Our destination, Big Sur, is 147 miles away and home of some of the west coast’s most dramatic scenery. It also homes a section of Route 1 designated an American National Scenic Byway - ‘an honour reserved for highways that are so distinctive they are destinations unto themselves’.
Driving the Surf
We power down towards Half Moon Bay, with the surf rolling in on our right, a perfect blue sky overhead, and the road ahead totally clear for a miles. We drive past San Jose, soon flashing past Pigeon Point lighthouse; at 115 feet, it’s one of the tallest in the US. Our next planned stop is scheduled to be in Pebble Beach in Carmel, just south of Monterey, where the annual Concours D’Elegance car show is held, and where an old race circuit still lurks in the woods.

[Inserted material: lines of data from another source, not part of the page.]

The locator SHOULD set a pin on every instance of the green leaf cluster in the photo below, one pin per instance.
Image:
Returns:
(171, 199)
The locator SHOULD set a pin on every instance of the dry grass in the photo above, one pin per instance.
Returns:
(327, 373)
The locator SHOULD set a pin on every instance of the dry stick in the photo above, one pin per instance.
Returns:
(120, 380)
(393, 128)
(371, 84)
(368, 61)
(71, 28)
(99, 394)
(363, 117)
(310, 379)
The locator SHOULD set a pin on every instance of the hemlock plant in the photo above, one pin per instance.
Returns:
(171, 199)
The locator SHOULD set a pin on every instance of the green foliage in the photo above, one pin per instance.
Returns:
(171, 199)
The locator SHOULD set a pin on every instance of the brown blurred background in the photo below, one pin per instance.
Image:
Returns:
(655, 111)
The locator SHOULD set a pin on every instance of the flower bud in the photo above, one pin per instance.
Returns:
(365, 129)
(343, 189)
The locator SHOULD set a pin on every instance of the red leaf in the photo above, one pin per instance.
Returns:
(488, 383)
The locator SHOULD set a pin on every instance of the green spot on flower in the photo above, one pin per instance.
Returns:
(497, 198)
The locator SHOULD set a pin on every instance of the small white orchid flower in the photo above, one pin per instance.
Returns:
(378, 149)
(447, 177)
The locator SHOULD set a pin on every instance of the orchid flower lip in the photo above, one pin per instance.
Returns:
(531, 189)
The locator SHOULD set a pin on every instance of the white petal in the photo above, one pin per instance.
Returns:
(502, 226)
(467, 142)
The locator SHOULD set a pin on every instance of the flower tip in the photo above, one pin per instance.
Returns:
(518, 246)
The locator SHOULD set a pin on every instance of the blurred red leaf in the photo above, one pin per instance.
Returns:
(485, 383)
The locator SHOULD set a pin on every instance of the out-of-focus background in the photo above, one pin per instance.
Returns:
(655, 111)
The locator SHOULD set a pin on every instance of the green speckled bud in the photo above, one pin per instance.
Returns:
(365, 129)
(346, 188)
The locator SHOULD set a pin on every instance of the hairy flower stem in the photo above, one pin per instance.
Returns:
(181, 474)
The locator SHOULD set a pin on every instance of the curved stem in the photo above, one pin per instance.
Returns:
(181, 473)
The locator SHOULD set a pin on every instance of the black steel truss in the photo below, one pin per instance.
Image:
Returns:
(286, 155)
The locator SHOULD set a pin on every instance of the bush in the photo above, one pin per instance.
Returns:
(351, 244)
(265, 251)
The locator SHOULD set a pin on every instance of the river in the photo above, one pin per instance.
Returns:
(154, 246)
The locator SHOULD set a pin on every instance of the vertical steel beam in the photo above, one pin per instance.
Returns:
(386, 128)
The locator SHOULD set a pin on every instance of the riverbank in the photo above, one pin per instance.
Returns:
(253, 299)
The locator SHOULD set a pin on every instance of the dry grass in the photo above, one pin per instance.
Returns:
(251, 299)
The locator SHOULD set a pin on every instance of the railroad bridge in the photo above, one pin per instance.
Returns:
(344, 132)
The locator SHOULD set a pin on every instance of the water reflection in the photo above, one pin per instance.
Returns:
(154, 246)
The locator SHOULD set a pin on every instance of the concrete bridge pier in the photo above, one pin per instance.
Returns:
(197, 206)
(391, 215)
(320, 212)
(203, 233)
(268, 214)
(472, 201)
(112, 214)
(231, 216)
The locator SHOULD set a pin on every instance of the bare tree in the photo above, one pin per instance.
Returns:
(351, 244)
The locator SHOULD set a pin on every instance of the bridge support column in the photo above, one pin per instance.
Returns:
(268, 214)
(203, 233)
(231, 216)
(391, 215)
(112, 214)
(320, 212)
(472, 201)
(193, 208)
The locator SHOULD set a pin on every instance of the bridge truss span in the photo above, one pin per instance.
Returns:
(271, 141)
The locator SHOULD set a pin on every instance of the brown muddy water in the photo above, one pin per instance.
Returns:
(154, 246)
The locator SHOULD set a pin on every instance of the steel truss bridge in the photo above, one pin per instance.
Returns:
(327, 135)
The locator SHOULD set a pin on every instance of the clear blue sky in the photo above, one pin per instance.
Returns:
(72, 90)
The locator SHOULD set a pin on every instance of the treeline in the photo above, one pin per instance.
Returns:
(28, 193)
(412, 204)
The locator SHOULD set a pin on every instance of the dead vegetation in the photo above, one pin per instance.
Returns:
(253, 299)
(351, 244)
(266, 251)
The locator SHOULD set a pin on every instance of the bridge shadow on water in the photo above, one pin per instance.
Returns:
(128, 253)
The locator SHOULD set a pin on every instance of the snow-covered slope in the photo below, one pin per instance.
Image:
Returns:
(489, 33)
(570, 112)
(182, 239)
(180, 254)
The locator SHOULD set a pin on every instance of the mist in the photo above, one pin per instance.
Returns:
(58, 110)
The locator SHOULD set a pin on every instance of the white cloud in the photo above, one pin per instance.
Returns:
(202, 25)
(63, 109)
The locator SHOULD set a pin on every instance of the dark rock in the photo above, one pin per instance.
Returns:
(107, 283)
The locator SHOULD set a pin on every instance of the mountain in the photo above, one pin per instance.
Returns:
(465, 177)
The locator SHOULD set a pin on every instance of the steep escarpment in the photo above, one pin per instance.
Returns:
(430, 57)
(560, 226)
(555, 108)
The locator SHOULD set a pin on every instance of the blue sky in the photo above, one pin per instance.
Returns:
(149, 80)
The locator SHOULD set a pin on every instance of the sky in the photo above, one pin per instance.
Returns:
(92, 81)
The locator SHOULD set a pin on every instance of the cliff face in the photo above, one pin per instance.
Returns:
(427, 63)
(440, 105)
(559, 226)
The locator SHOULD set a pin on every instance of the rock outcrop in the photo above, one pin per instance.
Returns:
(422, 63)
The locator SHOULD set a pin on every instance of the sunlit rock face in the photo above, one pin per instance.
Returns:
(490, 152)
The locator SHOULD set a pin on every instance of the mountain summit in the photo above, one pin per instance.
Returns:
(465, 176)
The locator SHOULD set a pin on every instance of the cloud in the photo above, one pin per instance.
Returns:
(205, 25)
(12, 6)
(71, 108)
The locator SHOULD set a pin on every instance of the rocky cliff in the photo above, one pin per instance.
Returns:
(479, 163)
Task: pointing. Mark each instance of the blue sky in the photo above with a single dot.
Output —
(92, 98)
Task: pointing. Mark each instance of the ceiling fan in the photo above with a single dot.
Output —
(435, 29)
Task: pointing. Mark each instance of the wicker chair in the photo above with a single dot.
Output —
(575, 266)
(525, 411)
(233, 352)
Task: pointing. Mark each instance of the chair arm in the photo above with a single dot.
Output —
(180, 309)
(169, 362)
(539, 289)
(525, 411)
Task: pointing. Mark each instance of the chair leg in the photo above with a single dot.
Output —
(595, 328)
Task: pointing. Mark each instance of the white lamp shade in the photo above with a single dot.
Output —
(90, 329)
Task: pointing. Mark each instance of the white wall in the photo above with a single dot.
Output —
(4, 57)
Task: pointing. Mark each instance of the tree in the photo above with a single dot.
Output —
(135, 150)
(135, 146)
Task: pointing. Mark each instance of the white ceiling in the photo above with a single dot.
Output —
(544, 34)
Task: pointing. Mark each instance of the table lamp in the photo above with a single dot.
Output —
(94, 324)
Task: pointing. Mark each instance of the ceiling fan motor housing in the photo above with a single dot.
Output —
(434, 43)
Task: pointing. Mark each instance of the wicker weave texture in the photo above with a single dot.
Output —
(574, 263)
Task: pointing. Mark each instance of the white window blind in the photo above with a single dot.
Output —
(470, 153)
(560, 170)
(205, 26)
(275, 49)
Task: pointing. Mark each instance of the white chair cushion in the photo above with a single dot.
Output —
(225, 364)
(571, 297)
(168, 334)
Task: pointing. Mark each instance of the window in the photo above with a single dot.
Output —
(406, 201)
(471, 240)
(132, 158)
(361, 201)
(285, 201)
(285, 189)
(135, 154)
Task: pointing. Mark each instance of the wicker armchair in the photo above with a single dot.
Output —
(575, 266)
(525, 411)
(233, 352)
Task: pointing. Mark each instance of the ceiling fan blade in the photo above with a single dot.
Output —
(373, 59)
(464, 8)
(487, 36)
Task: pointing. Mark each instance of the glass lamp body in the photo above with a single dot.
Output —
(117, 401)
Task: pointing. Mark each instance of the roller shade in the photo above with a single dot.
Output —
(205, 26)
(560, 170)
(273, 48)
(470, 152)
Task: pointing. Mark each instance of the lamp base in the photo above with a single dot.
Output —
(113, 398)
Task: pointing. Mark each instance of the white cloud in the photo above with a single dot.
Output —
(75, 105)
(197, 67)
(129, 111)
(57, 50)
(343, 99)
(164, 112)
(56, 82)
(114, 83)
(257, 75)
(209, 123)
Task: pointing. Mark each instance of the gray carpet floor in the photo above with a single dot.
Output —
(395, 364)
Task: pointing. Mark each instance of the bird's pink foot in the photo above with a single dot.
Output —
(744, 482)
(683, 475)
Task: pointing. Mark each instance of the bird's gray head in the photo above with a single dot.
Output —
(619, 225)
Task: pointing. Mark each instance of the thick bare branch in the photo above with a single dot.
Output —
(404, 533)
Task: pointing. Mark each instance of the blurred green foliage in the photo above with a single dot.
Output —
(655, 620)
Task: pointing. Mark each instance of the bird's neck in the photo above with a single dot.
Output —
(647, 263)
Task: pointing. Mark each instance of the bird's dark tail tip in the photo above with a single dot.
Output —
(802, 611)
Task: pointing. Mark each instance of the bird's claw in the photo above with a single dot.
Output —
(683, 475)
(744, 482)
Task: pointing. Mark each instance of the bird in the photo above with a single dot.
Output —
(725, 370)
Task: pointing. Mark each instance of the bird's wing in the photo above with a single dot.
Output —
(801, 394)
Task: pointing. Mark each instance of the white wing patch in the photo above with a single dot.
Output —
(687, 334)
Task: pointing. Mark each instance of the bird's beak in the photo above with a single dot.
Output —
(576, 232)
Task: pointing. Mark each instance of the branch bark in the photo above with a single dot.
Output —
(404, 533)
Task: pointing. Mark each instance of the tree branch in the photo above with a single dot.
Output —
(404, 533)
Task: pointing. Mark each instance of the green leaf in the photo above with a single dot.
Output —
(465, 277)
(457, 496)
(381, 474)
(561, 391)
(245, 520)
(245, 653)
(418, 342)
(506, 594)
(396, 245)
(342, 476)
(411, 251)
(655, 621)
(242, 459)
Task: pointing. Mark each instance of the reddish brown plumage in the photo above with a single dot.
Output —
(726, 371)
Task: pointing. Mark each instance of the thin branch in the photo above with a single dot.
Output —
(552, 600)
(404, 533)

Even with that last stop, plus several others for pictures, it’s still only just past one o’clock as we stop in Monterey to admire the view across the headland to Pebble Beach. We have just less than 30 miles to run down the coast to Big Sur but there’s at least another 7 hours of precious daylight until the sun sets at 8.35pm. The weather is perfect and I know there’s a fantastic stretch of Route 1 just south of Big Sur that would be insane to drive.
Sweet Sea Air
With those thoughts swirling through my mind, the car crackles and lunges down the narrow ribbon of tarmac that lines the edge of the cliff road. This is perhaps one of the most dramatic sections of the great highway and the car feels more at home than ever, reeling in crest after crest in the road.
But then, just as I get into a rhythm with the car, Big Sur appears in the distance and it’s almost time to turn around and head back. Stopping at Rocky Creek Bridge, standing since 1932, I get out of the car to grab a last few lungfuls of the sea air.
I really should be heading back – but on this road, on this day, who could blame me for staying out just a little longer?